I often use Qubes when I need the highest levels of security or anonymity. I usually do not use Qubes when I don’t need that and in part this is to look more normal when I do normal activity.
I increasingly am concerned with network fingerprinting where a combination of MTU and latency and packet loss and TTL are being used to guess who I am. I dont think these things are always protected by a VPN and ask if the Tor network even fully protects against someone coming into the Tor network with a more unique network fingerprint.
I am considering moving to Qubes for all of my activities. I have concerns about doing this. I do not want any big tech, banks, Amazon, Facebook, Telegram, Google, X, Duckduckgo (Microsoft Bing) and even a VPN to know I use Qubes. I do not want this because it put me into a narrow pool of users. Many big tech players own part of the infrastructure (AWS… Azure) and it makes it harder to avoid network fingerprints.
I know that having multiple Qubes prior to using something like a browser in Debian is going to increase my TTL. I am not sure if it also increases my packet loss or does other unusual things. I usually alter my MTU slightly as it is for my network setup and worry that it makes me stand out but I get incredibly slow speeds if I don’t lower MTU. I am worried that it may still alter my network characteristics in ways I cant predict.

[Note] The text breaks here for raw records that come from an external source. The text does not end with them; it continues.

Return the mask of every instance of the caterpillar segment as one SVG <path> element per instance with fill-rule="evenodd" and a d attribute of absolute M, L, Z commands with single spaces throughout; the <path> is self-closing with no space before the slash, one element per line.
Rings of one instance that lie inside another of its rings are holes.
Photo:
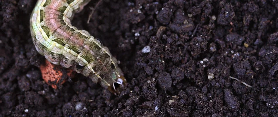
<path fill-rule="evenodd" d="M 115 94 L 126 81 L 117 61 L 87 31 L 71 25 L 74 13 L 90 0 L 39 0 L 30 19 L 33 42 L 53 64 L 71 67 Z"/>

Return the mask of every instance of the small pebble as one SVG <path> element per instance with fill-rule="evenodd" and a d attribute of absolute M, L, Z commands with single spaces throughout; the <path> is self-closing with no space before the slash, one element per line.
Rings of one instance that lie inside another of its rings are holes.
<path fill-rule="evenodd" d="M 134 35 L 135 36 L 140 36 L 140 34 L 139 32 L 137 32 L 134 34 Z"/>
<path fill-rule="evenodd" d="M 142 52 L 144 53 L 148 53 L 151 51 L 151 47 L 150 46 L 147 46 L 144 47 L 144 48 L 142 49 Z"/>
<path fill-rule="evenodd" d="M 75 105 L 75 110 L 82 110 L 85 107 L 85 104 L 81 102 L 78 102 Z"/>
<path fill-rule="evenodd" d="M 155 110 L 156 111 L 157 110 L 158 110 L 158 107 L 157 106 L 155 106 Z"/>
<path fill-rule="evenodd" d="M 212 80 L 214 78 L 214 74 L 212 73 L 209 73 L 208 75 L 207 76 L 207 78 L 209 80 Z"/>

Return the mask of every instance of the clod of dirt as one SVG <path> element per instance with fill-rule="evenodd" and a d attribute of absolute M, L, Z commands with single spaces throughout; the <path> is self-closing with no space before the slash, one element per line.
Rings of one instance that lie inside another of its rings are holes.
<path fill-rule="evenodd" d="M 169 8 L 163 8 L 158 12 L 156 18 L 159 22 L 166 25 L 170 22 L 173 14 L 173 12 Z"/>
<path fill-rule="evenodd" d="M 42 72 L 42 79 L 55 89 L 57 86 L 65 83 L 66 77 L 73 77 L 75 73 L 69 69 L 66 70 L 66 72 L 63 73 L 61 70 L 65 69 L 64 68 L 60 66 L 52 64 L 46 59 L 45 64 L 42 64 L 40 68 Z"/>
<path fill-rule="evenodd" d="M 173 83 L 176 84 L 184 78 L 184 73 L 181 70 L 175 68 L 172 70 L 171 76 L 175 80 Z"/>
<path fill-rule="evenodd" d="M 172 30 L 179 34 L 185 34 L 195 28 L 193 21 L 184 13 L 182 9 L 178 9 L 173 22 L 169 25 Z"/>
<path fill-rule="evenodd" d="M 228 42 L 240 46 L 242 43 L 242 42 L 245 40 L 245 39 L 244 37 L 238 34 L 232 33 L 227 35 L 226 40 Z"/>
<path fill-rule="evenodd" d="M 239 109 L 239 102 L 236 96 L 232 94 L 229 89 L 224 90 L 224 97 L 225 102 L 230 110 L 234 112 L 238 111 Z"/>
<path fill-rule="evenodd" d="M 222 25 L 226 25 L 229 23 L 235 16 L 233 6 L 227 3 L 222 8 L 217 18 L 217 23 Z"/>
<path fill-rule="evenodd" d="M 158 84 L 160 88 L 167 90 L 171 88 L 172 85 L 172 79 L 170 74 L 164 72 L 160 74 L 157 78 Z"/>

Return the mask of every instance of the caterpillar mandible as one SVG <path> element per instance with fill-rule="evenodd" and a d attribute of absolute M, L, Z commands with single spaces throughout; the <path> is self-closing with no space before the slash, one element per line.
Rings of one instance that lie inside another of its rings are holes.
<path fill-rule="evenodd" d="M 74 13 L 91 0 L 38 0 L 30 20 L 37 50 L 53 64 L 71 67 L 114 94 L 126 81 L 108 49 L 71 25 Z"/>

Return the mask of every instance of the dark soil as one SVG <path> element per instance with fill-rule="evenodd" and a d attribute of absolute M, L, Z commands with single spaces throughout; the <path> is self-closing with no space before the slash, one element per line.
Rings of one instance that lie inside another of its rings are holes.
<path fill-rule="evenodd" d="M 278 116 L 278 1 L 104 0 L 87 24 L 90 2 L 73 24 L 120 61 L 118 96 L 80 74 L 43 81 L 36 1 L 0 1 L 0 117 Z"/>

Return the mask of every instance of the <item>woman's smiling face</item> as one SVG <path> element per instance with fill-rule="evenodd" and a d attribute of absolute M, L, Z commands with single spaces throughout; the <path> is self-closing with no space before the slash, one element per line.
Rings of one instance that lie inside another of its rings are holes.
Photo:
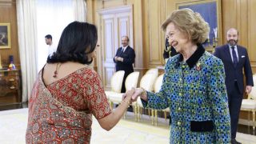
<path fill-rule="evenodd" d="M 187 36 L 176 28 L 173 22 L 168 24 L 166 35 L 169 45 L 174 46 L 178 53 L 184 50 L 184 46 L 189 42 Z"/>

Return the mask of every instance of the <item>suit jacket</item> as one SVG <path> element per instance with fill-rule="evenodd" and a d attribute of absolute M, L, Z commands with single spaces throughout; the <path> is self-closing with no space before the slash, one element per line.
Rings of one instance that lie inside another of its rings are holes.
<path fill-rule="evenodd" d="M 220 58 L 225 67 L 226 74 L 226 86 L 227 92 L 230 93 L 234 89 L 234 80 L 237 80 L 239 91 L 241 94 L 244 92 L 243 74 L 242 68 L 244 68 L 244 74 L 246 78 L 246 86 L 254 86 L 253 74 L 250 67 L 250 63 L 245 47 L 237 45 L 238 53 L 238 63 L 236 67 L 233 64 L 229 45 L 223 45 L 215 49 L 214 55 Z"/>
<path fill-rule="evenodd" d="M 143 106 L 152 109 L 170 107 L 170 143 L 230 142 L 224 66 L 210 53 L 202 53 L 191 67 L 189 60 L 179 61 L 180 54 L 170 58 L 160 91 L 147 92 L 147 102 L 142 101 Z"/>
<path fill-rule="evenodd" d="M 114 62 L 116 63 L 116 71 L 125 70 L 126 74 L 128 74 L 130 73 L 134 72 L 133 63 L 134 63 L 135 52 L 134 49 L 131 48 L 130 46 L 127 46 L 124 53 L 122 51 L 122 47 L 119 47 L 118 49 L 115 56 L 122 58 L 123 62 L 116 62 L 114 60 L 114 58 L 113 58 L 113 60 Z"/>

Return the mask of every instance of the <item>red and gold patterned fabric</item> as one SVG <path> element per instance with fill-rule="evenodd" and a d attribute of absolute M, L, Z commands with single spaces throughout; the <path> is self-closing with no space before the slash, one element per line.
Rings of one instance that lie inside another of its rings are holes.
<path fill-rule="evenodd" d="M 92 114 L 111 113 L 98 74 L 85 67 L 45 86 L 42 71 L 29 101 L 26 143 L 90 143 Z"/>

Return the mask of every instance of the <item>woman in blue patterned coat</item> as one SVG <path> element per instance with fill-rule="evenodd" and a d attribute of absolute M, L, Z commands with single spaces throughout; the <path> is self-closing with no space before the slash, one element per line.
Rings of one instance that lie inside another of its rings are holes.
<path fill-rule="evenodd" d="M 174 11 L 162 26 L 178 55 L 169 58 L 158 93 L 137 88 L 143 106 L 170 109 L 170 143 L 230 143 L 230 118 L 222 61 L 201 43 L 209 26 L 190 9 Z"/>

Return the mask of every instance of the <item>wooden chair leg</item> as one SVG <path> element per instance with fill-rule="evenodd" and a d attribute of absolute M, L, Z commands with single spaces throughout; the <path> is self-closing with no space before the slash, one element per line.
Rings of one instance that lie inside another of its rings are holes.
<path fill-rule="evenodd" d="M 167 114 L 166 114 L 166 111 L 163 111 L 163 114 L 165 115 L 165 119 L 166 121 L 167 120 Z"/>
<path fill-rule="evenodd" d="M 253 111 L 253 129 L 255 130 L 255 110 Z"/>
<path fill-rule="evenodd" d="M 150 114 L 150 109 L 147 109 L 147 113 L 149 114 L 149 117 L 150 118 L 150 115 L 152 115 L 153 114 L 151 113 Z"/>
<path fill-rule="evenodd" d="M 154 125 L 154 110 L 152 109 L 151 110 L 151 123 L 152 123 L 152 125 Z"/>
<path fill-rule="evenodd" d="M 158 110 L 154 110 L 155 126 L 158 126 Z"/>

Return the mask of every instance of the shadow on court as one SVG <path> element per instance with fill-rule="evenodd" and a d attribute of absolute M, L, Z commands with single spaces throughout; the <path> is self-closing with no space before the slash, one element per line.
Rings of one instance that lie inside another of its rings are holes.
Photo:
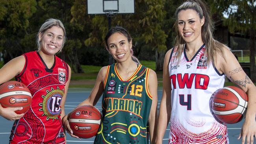
<path fill-rule="evenodd" d="M 68 93 L 67 100 L 65 104 L 65 113 L 67 114 L 70 112 L 74 108 L 81 102 L 88 97 L 90 94 L 91 89 L 70 89 Z M 159 107 L 162 94 L 161 90 L 158 90 L 158 107 Z M 101 98 L 99 100 L 95 107 L 101 111 Z M 229 138 L 230 144 L 241 144 L 241 140 L 237 140 L 239 135 L 241 127 L 244 120 L 239 123 L 233 124 L 228 125 L 228 133 Z M 8 144 L 9 143 L 10 132 L 13 123 L 13 121 L 10 121 L 0 116 L 0 139 L 1 144 Z M 168 135 L 170 126 L 168 126 L 166 131 L 163 140 L 163 144 L 168 143 Z M 67 144 L 93 144 L 95 137 L 88 139 L 81 139 L 81 140 L 71 137 L 67 133 Z M 254 144 L 255 140 L 254 140 Z"/>

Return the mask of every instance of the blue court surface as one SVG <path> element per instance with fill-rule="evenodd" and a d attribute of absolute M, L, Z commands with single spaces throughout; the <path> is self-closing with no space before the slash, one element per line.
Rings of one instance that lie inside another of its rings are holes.
<path fill-rule="evenodd" d="M 87 98 L 90 94 L 91 89 L 69 89 L 65 105 L 65 113 L 66 114 L 70 112 L 74 108 L 78 105 L 81 102 Z M 160 90 L 158 91 L 158 107 L 160 105 L 161 99 L 162 95 L 162 91 Z M 100 99 L 96 105 L 96 107 L 100 111 L 102 110 L 101 99 Z M 0 144 L 8 144 L 9 143 L 9 136 L 11 129 L 13 121 L 7 120 L 3 117 L 0 116 Z M 241 144 L 241 139 L 237 140 L 237 138 L 239 136 L 243 120 L 239 123 L 233 124 L 228 125 L 228 132 L 230 144 Z M 167 144 L 168 135 L 169 131 L 170 126 L 168 126 L 164 138 L 163 144 Z M 71 137 L 67 133 L 67 144 L 93 144 L 95 137 L 88 139 L 81 139 L 80 140 Z M 254 142 L 255 143 L 254 139 Z"/>

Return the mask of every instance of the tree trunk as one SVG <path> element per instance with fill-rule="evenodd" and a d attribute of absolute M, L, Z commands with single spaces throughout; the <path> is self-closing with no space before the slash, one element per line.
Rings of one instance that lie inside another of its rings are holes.
<path fill-rule="evenodd" d="M 156 71 L 162 71 L 163 66 L 163 61 L 165 58 L 165 51 L 161 50 L 158 52 L 156 50 Z"/>
<path fill-rule="evenodd" d="M 76 50 L 72 51 L 71 53 L 67 55 L 71 63 L 71 68 L 74 73 L 84 73 L 83 69 L 80 65 L 80 63 L 77 56 Z"/>
<path fill-rule="evenodd" d="M 255 30 L 252 27 L 250 32 L 250 78 L 253 82 L 256 82 L 255 78 Z"/>

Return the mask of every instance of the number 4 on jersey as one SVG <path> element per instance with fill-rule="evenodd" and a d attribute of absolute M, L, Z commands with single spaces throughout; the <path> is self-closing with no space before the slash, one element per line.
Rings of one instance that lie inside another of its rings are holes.
<path fill-rule="evenodd" d="M 185 102 L 184 101 L 184 94 L 179 94 L 180 96 L 180 104 L 181 105 L 186 106 L 187 110 L 191 110 L 191 94 L 188 94 L 187 102 Z"/>

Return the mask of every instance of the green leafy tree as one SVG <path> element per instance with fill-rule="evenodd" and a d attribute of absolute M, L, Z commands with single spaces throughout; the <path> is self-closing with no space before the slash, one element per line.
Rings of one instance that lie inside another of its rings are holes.
<path fill-rule="evenodd" d="M 256 81 L 255 30 L 256 1 L 255 0 L 211 0 L 211 9 L 222 16 L 223 24 L 231 33 L 240 32 L 250 35 L 250 78 Z M 224 17 L 224 15 L 226 17 Z"/>
<path fill-rule="evenodd" d="M 167 35 L 162 27 L 165 18 L 164 10 L 165 0 L 138 0 L 135 1 L 135 13 L 117 15 L 112 18 L 112 26 L 122 26 L 129 31 L 133 38 L 135 56 L 139 56 L 141 50 L 147 48 L 155 51 L 156 70 L 161 70 L 163 62 Z M 79 5 L 76 6 L 77 9 Z M 104 15 L 85 16 L 82 11 L 73 15 L 73 20 L 80 25 L 89 26 L 88 37 L 84 41 L 88 48 L 103 48 L 104 37 L 108 30 L 107 17 Z M 79 16 L 83 15 L 86 21 L 82 21 Z M 143 54 L 141 54 L 143 55 Z"/>
<path fill-rule="evenodd" d="M 63 52 L 58 55 L 70 63 L 73 72 L 83 73 L 78 54 L 82 48 L 82 42 L 78 35 L 80 26 L 72 22 L 72 7 L 76 4 L 76 1 L 41 0 L 38 3 L 39 7 L 34 15 L 34 22 L 35 23 L 40 22 L 40 25 L 50 18 L 62 21 L 65 27 L 67 39 Z"/>
<path fill-rule="evenodd" d="M 35 0 L 0 1 L 0 51 L 5 63 L 28 52 L 27 48 L 35 44 L 34 41 L 24 41 L 31 37 L 28 33 L 29 19 L 35 12 L 36 5 Z"/>

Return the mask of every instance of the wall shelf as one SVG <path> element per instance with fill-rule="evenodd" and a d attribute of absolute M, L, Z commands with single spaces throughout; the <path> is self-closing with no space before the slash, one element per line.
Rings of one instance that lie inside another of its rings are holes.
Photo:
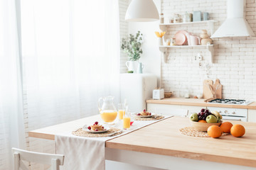
<path fill-rule="evenodd" d="M 165 46 L 160 45 L 159 50 L 161 52 L 164 56 L 164 62 L 166 62 L 167 58 L 167 50 L 174 49 L 174 48 L 192 48 L 192 47 L 198 47 L 198 48 L 206 48 L 210 53 L 210 62 L 213 62 L 213 56 L 214 54 L 214 47 L 213 45 L 174 45 L 174 46 Z"/>
<path fill-rule="evenodd" d="M 215 22 L 216 22 L 216 21 L 215 21 L 215 20 L 208 20 L 208 21 L 188 22 L 188 23 L 160 23 L 159 27 L 162 31 L 166 31 L 166 30 L 167 30 L 166 28 L 169 26 L 207 23 L 208 26 L 209 27 L 210 31 L 210 35 L 213 35 L 213 31 L 214 31 L 214 23 L 215 23 Z"/>
<path fill-rule="evenodd" d="M 168 27 L 172 26 L 182 26 L 184 25 L 193 25 L 193 24 L 201 24 L 201 23 L 207 23 L 208 28 L 210 31 L 210 35 L 213 34 L 214 31 L 214 23 L 217 21 L 214 20 L 208 20 L 208 21 L 196 21 L 196 22 L 188 22 L 188 23 L 160 23 L 159 27 L 162 31 L 166 31 Z M 191 47 L 198 47 L 198 48 L 206 48 L 210 53 L 210 62 L 213 62 L 213 57 L 214 54 L 214 47 L 213 45 L 175 45 L 175 46 L 159 46 L 159 50 L 163 54 L 164 62 L 166 62 L 166 57 L 167 57 L 167 50 L 173 49 L 173 48 L 191 48 Z"/>

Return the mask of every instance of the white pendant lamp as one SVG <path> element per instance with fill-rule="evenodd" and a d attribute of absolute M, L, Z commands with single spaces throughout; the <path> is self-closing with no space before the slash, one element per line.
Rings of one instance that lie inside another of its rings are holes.
<path fill-rule="evenodd" d="M 128 22 L 149 22 L 159 20 L 159 14 L 153 0 L 132 0 L 125 20 Z"/>

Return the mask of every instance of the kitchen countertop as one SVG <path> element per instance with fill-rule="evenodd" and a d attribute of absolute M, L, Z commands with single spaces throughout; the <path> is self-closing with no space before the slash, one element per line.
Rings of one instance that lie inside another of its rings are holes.
<path fill-rule="evenodd" d="M 198 98 L 166 98 L 161 100 L 146 100 L 146 103 L 156 103 L 156 104 L 170 104 L 170 105 L 184 105 L 184 106 L 207 106 L 207 107 L 220 107 L 220 108 L 247 108 L 255 109 L 256 102 L 253 102 L 250 105 L 232 105 L 232 104 L 218 104 L 209 103 L 204 102 L 206 99 Z"/>
<path fill-rule="evenodd" d="M 186 136 L 179 130 L 191 126 L 189 120 L 173 117 L 107 141 L 106 147 L 256 167 L 256 123 L 230 122 L 244 125 L 245 135 Z"/>

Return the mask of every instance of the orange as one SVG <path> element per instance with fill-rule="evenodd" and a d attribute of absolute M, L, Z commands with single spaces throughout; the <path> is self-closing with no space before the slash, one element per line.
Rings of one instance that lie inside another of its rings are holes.
<path fill-rule="evenodd" d="M 207 123 L 206 120 L 199 120 L 198 122 L 201 122 L 201 123 Z"/>
<path fill-rule="evenodd" d="M 220 127 L 223 132 L 230 133 L 232 126 L 233 126 L 233 124 L 231 123 L 225 122 L 225 123 L 221 123 Z"/>
<path fill-rule="evenodd" d="M 207 129 L 207 133 L 210 137 L 217 138 L 221 136 L 222 130 L 219 126 L 211 125 Z"/>
<path fill-rule="evenodd" d="M 241 125 L 235 125 L 231 128 L 230 132 L 234 137 L 242 137 L 245 133 L 245 129 Z"/>

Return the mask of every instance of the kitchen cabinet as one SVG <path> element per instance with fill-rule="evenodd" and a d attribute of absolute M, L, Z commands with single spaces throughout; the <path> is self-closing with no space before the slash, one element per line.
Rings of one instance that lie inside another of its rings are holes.
<path fill-rule="evenodd" d="M 208 20 L 208 21 L 202 21 L 197 22 L 188 22 L 188 23 L 160 23 L 159 27 L 162 31 L 166 31 L 168 27 L 174 26 L 183 26 L 183 25 L 192 25 L 192 24 L 201 24 L 201 23 L 207 23 L 208 28 L 210 29 L 210 35 L 213 33 L 214 31 L 214 23 L 215 21 L 214 20 Z M 163 54 L 164 56 L 164 62 L 166 62 L 167 57 L 167 50 L 171 50 L 175 48 L 191 48 L 191 47 L 198 47 L 198 48 L 206 48 L 210 53 L 210 61 L 213 62 L 213 56 L 214 54 L 214 47 L 213 45 L 175 45 L 175 46 L 159 46 L 159 50 Z"/>
<path fill-rule="evenodd" d="M 256 110 L 248 109 L 248 122 L 256 123 Z"/>
<path fill-rule="evenodd" d="M 249 105 L 216 104 L 205 103 L 204 99 L 169 98 L 162 100 L 146 101 L 147 109 L 152 113 L 158 111 L 164 115 L 184 115 L 182 110 L 191 113 L 198 113 L 203 108 L 210 110 L 217 110 L 223 115 L 223 119 L 256 123 L 256 102 Z"/>

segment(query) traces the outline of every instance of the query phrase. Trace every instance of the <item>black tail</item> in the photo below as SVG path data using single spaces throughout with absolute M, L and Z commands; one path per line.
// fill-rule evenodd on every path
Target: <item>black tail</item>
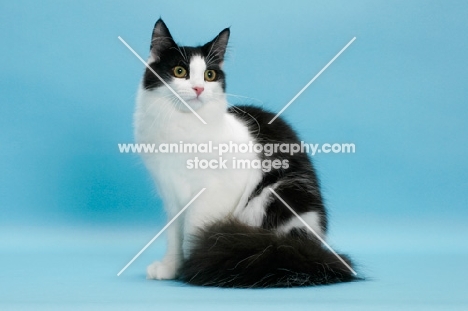
M 201 230 L 193 242 L 180 278 L 194 285 L 293 287 L 357 280 L 318 240 L 305 235 L 281 236 L 230 221 Z

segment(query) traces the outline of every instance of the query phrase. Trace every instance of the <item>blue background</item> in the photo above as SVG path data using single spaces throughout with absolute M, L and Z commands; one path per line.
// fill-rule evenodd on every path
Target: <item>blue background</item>
M 468 4 L 462 1 L 1 1 L 2 310 L 466 309 Z M 152 27 L 202 44 L 231 26 L 233 103 L 279 111 L 310 143 L 329 242 L 365 282 L 222 290 L 146 281 L 164 225 L 132 113 Z

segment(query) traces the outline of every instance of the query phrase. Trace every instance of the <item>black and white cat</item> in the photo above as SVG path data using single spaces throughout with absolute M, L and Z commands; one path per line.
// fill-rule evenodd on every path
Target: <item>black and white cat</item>
M 147 68 L 134 115 L 137 143 L 300 143 L 283 120 L 268 124 L 274 114 L 254 106 L 228 107 L 223 62 L 229 33 L 226 28 L 203 46 L 184 47 L 175 43 L 161 19 L 156 22 L 148 64 L 206 124 Z M 355 280 L 269 190 L 325 238 L 326 212 L 306 154 L 276 151 L 266 156 L 231 150 L 223 155 L 226 168 L 187 168 L 187 161 L 195 156 L 219 158 L 217 151 L 143 155 L 169 219 L 206 188 L 167 229 L 167 253 L 148 267 L 149 279 L 222 287 L 290 287 Z M 233 168 L 238 159 L 279 159 L 287 165 L 269 171 Z

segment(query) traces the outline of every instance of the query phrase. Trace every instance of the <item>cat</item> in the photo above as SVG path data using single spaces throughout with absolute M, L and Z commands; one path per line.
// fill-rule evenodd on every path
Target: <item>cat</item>
M 137 143 L 250 142 L 265 146 L 300 142 L 283 119 L 268 124 L 275 116 L 272 112 L 252 105 L 228 105 L 223 64 L 229 35 L 226 28 L 204 45 L 180 46 L 163 20 L 156 22 L 147 62 L 151 69 L 146 68 L 136 99 Z M 227 161 L 223 169 L 189 169 L 187 163 L 195 156 L 219 158 L 216 151 L 142 155 L 169 219 L 206 188 L 168 227 L 167 252 L 147 268 L 148 279 L 240 288 L 310 286 L 357 279 L 270 190 L 325 239 L 326 210 L 307 154 L 230 150 L 223 154 Z M 233 168 L 239 159 L 278 159 L 283 165 L 270 170 L 258 166 Z M 352 265 L 347 256 L 341 258 Z

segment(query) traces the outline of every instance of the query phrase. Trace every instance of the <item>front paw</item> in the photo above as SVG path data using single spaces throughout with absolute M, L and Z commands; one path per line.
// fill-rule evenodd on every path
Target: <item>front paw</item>
M 172 280 L 177 276 L 175 264 L 155 261 L 146 268 L 146 278 L 148 280 Z

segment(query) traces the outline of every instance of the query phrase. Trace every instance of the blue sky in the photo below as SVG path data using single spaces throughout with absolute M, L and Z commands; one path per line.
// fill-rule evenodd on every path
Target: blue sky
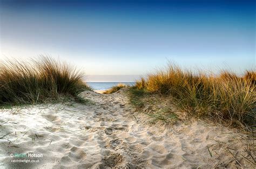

I also am concerned about the detection of the screen using javascript. Normally when I am on a webpage it run code locally using javascript and it is sensing my screen width and height etc. In Qubes the browser is contained in a small window. Does this stand out?
Is dom0 still using X11? I dont know if malicious Apps can see everything through X11 within the same Qube. I am not sure if I can use Wayland within a Qube if dom0 uses x11.
Is it pointless to believe that Qubes usage can be hidden from advanced adversaries?